March 19th, 2019 by Jake Stofan

An estimated 1.4 million felons in Florida are waiting to see how the Legislature implements Amendment 4, so they will know if they’re eligible to have their voting rights automatically restored.

The first bill proposed in the House is drawing criticism from Democrats and Amendment 4 authors for being too restrictive.

The Legislature’s role in implementing amendment 4 comes down to three basic questions.

What offenses fall under murder?

What crimes are a sexual offense?

And when has a felon completed their sentence?

The House implementing bill cleared its first committee with a vote down party lines.

“The will over the voter was to not go as far as this bill has gone,” said Democratic Representative Michael Grieco.

Sponsor James Grant says he included a broad definition of disqualifying sexual offenses and completion of sentence in an attempt to say as true to the amendment language as possible.

“If I was to step in and start parsing intent and thoughts and objections or objectives of different stakeholders, you’re just carving up the deer and you’ve lost sight of what is actually the guide,” said Grant.

But amendment authors say, requiring all court costs and fees be paid before a person becomes eligible for restoration is problematic.

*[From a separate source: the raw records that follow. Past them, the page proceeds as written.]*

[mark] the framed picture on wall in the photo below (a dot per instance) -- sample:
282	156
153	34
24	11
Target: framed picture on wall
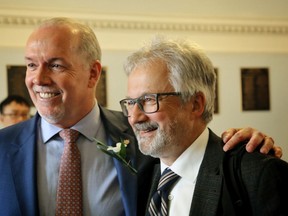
101	90
216	102
255	89
16	84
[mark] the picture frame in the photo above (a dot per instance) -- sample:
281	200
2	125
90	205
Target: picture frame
255	89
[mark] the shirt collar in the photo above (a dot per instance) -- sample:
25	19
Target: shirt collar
187	165
86	126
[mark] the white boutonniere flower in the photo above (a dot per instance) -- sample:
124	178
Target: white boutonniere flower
118	152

“We know that that impacts thousands and thousands of people all across the state, especially people of color, people without a lot of resources,” said Neal Volz with the Florida Rights Restoration Coalition.

Governor Ron DeSantis says he doesn’t want the Legislature to miss the target and end up back in court.

He says it all comes down to intent.

“The question is though, are those exclusions,” said DeSantis. “What did the average voter construe that to mean?”

The Senate is expected to unveil its implementing bill next week.

It’s expected to be less restrictive than the House.

Under the clemency system, which has previously been the only avenue for rights restoration, felons were only obligated to pay fines and fees if they were specifically included in a judge’s sentence.